To be sure: Pence is extending his generous offer as part of a response to a pandemic (and don’t doubt that this national emergency comes in the same year that he and Donald Trump will face an already dicey re-election campaign has something to do with it).
Let’s set those ulterior motives aside and take Pence’s guarantee for the generous offer it represents.
Yes, certainly, we are in the midst of the worst pandemic in decades.
But what, intrinsically, makes being stricken with COVID-19 somehow more morally worthy of a government guarantee of treatment than say, a 60-year-old hotel housekeeper who suddenly finds herself with advanced breast cancer, but her job doesn’t afford her any coverage?
Or, for that matter, young parents whose new little one is diagnosed with spina bifida but neither one can afford coverage with their jobs?

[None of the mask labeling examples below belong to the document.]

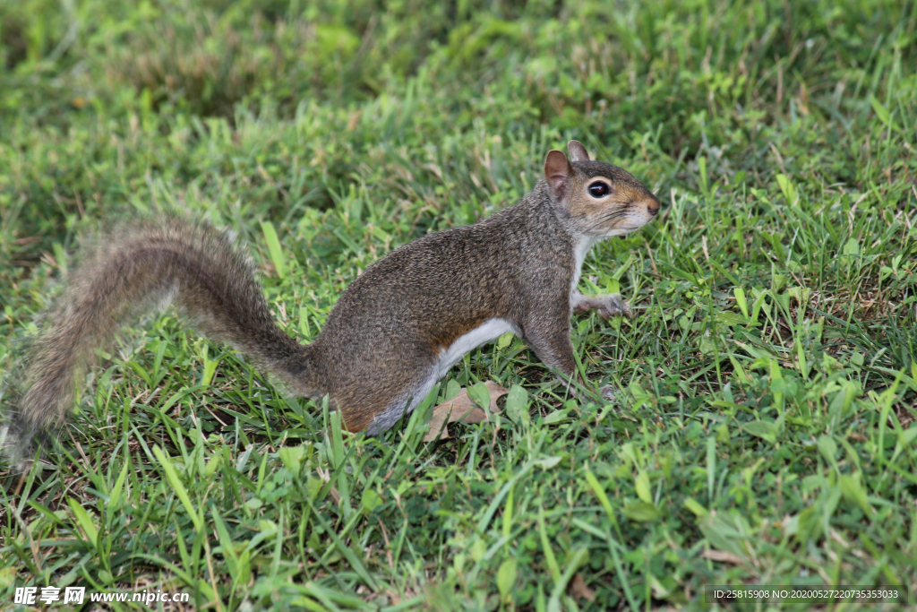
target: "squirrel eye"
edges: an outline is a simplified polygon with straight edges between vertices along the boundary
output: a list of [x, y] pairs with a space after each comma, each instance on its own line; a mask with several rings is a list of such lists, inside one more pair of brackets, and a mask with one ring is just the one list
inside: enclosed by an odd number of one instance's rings
[[592, 197], [604, 197], [612, 191], [612, 188], [604, 181], [596, 181], [589, 185], [589, 194]]

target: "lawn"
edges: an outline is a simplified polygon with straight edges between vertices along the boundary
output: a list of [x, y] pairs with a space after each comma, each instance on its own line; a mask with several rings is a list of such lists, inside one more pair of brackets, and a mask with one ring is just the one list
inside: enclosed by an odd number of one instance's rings
[[[636, 313], [572, 320], [615, 404], [506, 336], [367, 438], [171, 311], [132, 323], [42, 462], [0, 463], [0, 608], [23, 586], [220, 612], [724, 609], [725, 584], [917, 606], [915, 65], [912, 1], [0, 0], [6, 404], [79, 245], [124, 218], [233, 229], [308, 341], [368, 265], [514, 203], [569, 139], [663, 202], [583, 268]], [[497, 417], [424, 442], [436, 401], [488, 381], [513, 390]], [[858, 606], [883, 609], [823, 606]]]

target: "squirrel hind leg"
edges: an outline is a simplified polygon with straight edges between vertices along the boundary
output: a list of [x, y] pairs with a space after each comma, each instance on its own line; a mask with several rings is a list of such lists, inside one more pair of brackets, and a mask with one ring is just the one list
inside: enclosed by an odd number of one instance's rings
[[368, 436], [379, 436], [391, 429], [403, 417], [410, 415], [426, 398], [426, 395], [439, 380], [438, 367], [433, 367], [414, 384], [395, 395], [394, 398], [382, 403], [382, 408], [373, 414], [372, 409], [344, 409], [344, 419], [348, 429], [365, 429]]

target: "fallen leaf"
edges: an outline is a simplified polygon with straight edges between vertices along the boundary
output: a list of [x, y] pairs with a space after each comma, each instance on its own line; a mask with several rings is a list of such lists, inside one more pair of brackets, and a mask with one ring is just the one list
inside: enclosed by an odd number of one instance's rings
[[570, 581], [570, 595], [580, 599], [595, 601], [595, 591], [586, 586], [586, 581], [582, 579], [582, 574], [578, 573]]
[[718, 561], [724, 563], [732, 563], [733, 565], [745, 565], [745, 559], [738, 556], [735, 552], [726, 552], [725, 551], [717, 551], [716, 549], [710, 549], [709, 551], [704, 551], [701, 553], [701, 556], [704, 559], [709, 559], [711, 561]]
[[483, 410], [469, 396], [468, 389], [463, 388], [461, 393], [450, 400], [447, 400], [433, 408], [433, 416], [430, 417], [430, 429], [424, 436], [425, 442], [432, 442], [435, 440], [446, 440], [449, 437], [448, 423], [461, 421], [462, 423], [482, 423], [490, 420], [490, 414], [497, 414], [497, 399], [510, 392], [493, 381], [484, 384], [491, 395], [491, 405], [487, 410]]

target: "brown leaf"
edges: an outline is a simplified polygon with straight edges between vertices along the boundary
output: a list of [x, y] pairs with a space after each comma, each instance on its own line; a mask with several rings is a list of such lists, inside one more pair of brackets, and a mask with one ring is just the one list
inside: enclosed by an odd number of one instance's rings
[[[484, 384], [491, 393], [491, 406], [485, 411], [478, 406], [470, 397], [468, 396], [468, 389], [463, 388], [461, 393], [450, 400], [447, 400], [433, 408], [433, 417], [430, 417], [430, 429], [424, 436], [425, 442], [432, 442], [435, 440], [446, 440], [449, 437], [447, 423], [461, 421], [462, 423], [482, 423], [490, 420], [490, 414], [497, 414], [497, 399], [510, 392], [493, 381]], [[442, 430], [442, 433], [440, 433]]]
[[581, 573], [576, 574], [573, 576], [573, 580], [570, 581], [569, 594], [580, 599], [595, 601], [595, 591], [586, 586], [586, 581], [582, 579]]

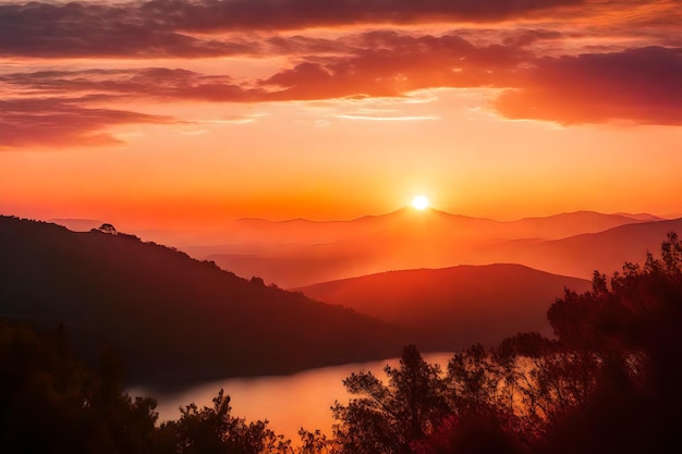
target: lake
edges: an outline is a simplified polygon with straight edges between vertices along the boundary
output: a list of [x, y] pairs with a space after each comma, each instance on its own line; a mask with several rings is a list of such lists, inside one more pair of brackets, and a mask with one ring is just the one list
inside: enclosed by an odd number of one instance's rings
[[[423, 356], [428, 363], [440, 364], [444, 370], [452, 353], [431, 353]], [[246, 418], [247, 421], [267, 419], [270, 429], [296, 442], [301, 427], [331, 433], [333, 418], [330, 407], [334, 401], [345, 403], [350, 397], [343, 388], [344, 378], [352, 372], [370, 370], [385, 380], [383, 367], [387, 364], [397, 367], [399, 358], [309, 369], [289, 376], [217, 380], [172, 394], [160, 394], [148, 388], [134, 388], [127, 392], [133, 396], [156, 398], [159, 422], [162, 422], [179, 419], [179, 408], [192, 402], [199, 408], [212, 406], [212, 398], [222, 388], [231, 397], [232, 416]]]

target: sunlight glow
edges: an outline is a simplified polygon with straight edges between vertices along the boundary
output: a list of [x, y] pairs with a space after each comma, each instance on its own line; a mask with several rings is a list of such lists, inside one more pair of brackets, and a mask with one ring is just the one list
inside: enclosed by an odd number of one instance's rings
[[412, 206], [417, 210], [425, 210], [428, 208], [428, 198], [426, 196], [416, 196], [412, 199]]

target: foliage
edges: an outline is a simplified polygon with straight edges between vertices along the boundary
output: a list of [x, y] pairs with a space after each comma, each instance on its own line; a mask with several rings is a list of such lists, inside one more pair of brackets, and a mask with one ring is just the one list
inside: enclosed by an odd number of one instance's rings
[[388, 383], [369, 372], [337, 403], [341, 453], [682, 451], [682, 245], [625, 263], [548, 310], [556, 340], [517, 334], [456, 353], [447, 375], [414, 346]]
[[522, 333], [453, 355], [447, 370], [414, 345], [387, 380], [361, 371], [332, 407], [333, 437], [301, 445], [231, 415], [221, 390], [157, 426], [156, 402], [122, 392], [111, 348], [92, 371], [50, 335], [0, 322], [0, 452], [150, 454], [447, 454], [682, 452], [682, 245], [625, 263], [548, 310], [556, 339]]

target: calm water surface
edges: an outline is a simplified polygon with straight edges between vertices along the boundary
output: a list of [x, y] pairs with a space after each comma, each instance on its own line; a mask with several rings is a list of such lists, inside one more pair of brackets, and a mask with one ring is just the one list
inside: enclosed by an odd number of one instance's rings
[[[452, 353], [425, 354], [424, 359], [447, 367]], [[301, 427], [308, 430], [320, 429], [331, 433], [330, 407], [334, 401], [348, 402], [342, 380], [352, 372], [370, 370], [381, 379], [386, 378], [383, 366], [395, 367], [399, 358], [372, 363], [352, 363], [343, 366], [305, 370], [291, 376], [234, 378], [202, 383], [182, 392], [159, 394], [151, 389], [135, 388], [127, 392], [150, 396], [158, 401], [159, 421], [180, 418], [180, 407], [194, 402], [199, 408], [212, 406], [212, 398], [222, 388], [231, 397], [232, 416], [246, 420], [267, 419], [269, 427], [292, 440], [299, 440]]]

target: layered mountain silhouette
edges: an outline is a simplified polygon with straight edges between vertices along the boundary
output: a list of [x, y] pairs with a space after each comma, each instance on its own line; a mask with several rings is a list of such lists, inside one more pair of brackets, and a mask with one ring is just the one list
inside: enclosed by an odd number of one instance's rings
[[[643, 229], [656, 232], [646, 236], [656, 237], [655, 241], [638, 242], [643, 247], [633, 248], [632, 255], [617, 254], [620, 260], [605, 263], [620, 267], [623, 259], [640, 260], [647, 247], [657, 249], [660, 238], [665, 237], [665, 233], [659, 234], [658, 222], [662, 221], [650, 214], [590, 211], [498, 222], [433, 209], [402, 209], [346, 222], [242, 220], [226, 234], [231, 244], [183, 247], [183, 250], [214, 260], [239, 275], [259, 275], [284, 287], [391, 269], [492, 262], [522, 263], [588, 278], [595, 263], [587, 260], [574, 260], [570, 267], [557, 266], [564, 257], [573, 260], [570, 255], [580, 254], [580, 248], [563, 254], [561, 247], [556, 246], [557, 255], [550, 256], [547, 248], [551, 247], [547, 244], [622, 225], [650, 225]], [[622, 249], [619, 244], [605, 241], [601, 248]]]
[[459, 266], [389, 271], [300, 289], [418, 333], [428, 348], [495, 344], [517, 332], [550, 334], [546, 312], [564, 289], [589, 290], [586, 280], [520, 265]]
[[131, 382], [173, 384], [392, 357], [404, 333], [132, 235], [0, 217], [0, 315], [112, 344]]

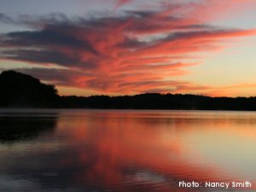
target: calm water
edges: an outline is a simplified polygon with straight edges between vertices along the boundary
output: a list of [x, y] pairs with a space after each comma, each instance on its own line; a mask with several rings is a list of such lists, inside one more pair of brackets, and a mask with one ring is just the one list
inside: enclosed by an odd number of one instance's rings
[[2, 110], [0, 191], [256, 191], [255, 147], [256, 113]]

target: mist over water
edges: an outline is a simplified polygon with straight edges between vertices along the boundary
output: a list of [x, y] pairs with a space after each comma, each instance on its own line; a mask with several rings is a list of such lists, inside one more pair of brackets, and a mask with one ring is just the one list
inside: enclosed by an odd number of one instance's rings
[[1, 110], [0, 191], [253, 191], [255, 146], [253, 112]]

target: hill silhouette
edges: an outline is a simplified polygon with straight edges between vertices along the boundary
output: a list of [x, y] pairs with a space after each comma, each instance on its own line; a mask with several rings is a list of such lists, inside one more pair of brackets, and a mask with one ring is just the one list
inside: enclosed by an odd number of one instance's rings
[[136, 96], [61, 96], [54, 85], [15, 71], [0, 74], [0, 108], [189, 109], [256, 111], [256, 97], [210, 97], [146, 93]]
[[51, 108], [59, 97], [54, 85], [15, 71], [0, 74], [0, 90], [2, 108]]

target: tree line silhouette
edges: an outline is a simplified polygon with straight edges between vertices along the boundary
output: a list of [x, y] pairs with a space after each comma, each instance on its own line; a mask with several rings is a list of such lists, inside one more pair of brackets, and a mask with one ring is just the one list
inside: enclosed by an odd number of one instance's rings
[[256, 111], [256, 97], [210, 97], [146, 93], [136, 96], [61, 96], [54, 85], [15, 71], [0, 74], [0, 108], [188, 109]]

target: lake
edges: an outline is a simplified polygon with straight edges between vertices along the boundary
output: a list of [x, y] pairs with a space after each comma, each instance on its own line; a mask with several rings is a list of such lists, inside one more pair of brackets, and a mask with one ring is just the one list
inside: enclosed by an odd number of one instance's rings
[[255, 191], [255, 147], [253, 112], [2, 109], [0, 191]]

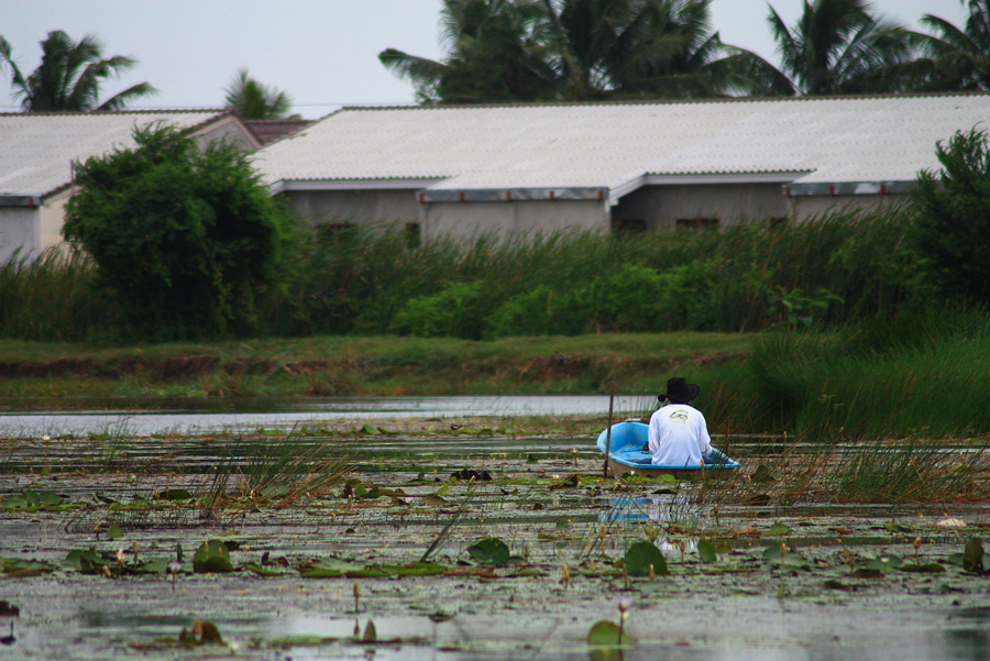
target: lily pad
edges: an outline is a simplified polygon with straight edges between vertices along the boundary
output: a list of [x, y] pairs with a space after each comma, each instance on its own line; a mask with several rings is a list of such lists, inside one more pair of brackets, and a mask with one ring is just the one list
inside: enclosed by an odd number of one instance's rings
[[963, 571], [974, 574], [982, 574], [986, 571], [983, 564], [983, 544], [978, 537], [974, 537], [963, 549]]
[[202, 542], [193, 558], [193, 571], [197, 574], [232, 572], [227, 544], [219, 539]]
[[299, 574], [306, 579], [336, 579], [363, 569], [363, 564], [340, 558], [321, 558], [318, 562], [299, 570]]
[[715, 546], [706, 539], [697, 542], [697, 555], [702, 562], [715, 562], [718, 555], [715, 553]]
[[767, 547], [763, 550], [763, 560], [791, 569], [809, 569], [807, 560], [800, 553], [781, 549], [781, 544]]
[[468, 547], [468, 553], [475, 562], [504, 566], [510, 562], [512, 555], [505, 542], [497, 537], [486, 537]]
[[648, 541], [638, 541], [626, 551], [624, 558], [626, 571], [630, 576], [649, 576], [650, 565], [654, 574], [669, 574], [663, 553]]
[[789, 535], [791, 532], [791, 527], [781, 522], [776, 522], [770, 526], [770, 530], [767, 531], [767, 535], [773, 535], [777, 537], [781, 537], [783, 535]]
[[41, 576], [55, 571], [55, 568], [46, 562], [20, 558], [0, 558], [0, 569], [11, 579]]
[[927, 562], [924, 564], [902, 564], [898, 569], [902, 572], [916, 572], [922, 574], [938, 574], [945, 571], [945, 566], [937, 562]]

The real answer is none of the above is somehow more ethically or morally worthy of government support than the other.
If the federal government can guarantee treatment of COVID-19, it certainly can guarantee treatment of other maladies, as well.
And, certainly, on costs: if the federal government can guarantee treatment now–in the midst of federal budgeting thrown out the window so that the government can throw literally trillions of dollars at the US economy in an attempt to save it–the government could craft a coverage program which pays for treatment for all Americans at a point when federal policymakers can sit down and work out a rational plan.
Perhaps Republicans will have to give up anymore of their tax giveaways for the rich, but Mike Pence has already shown that he can embrace coverage for all.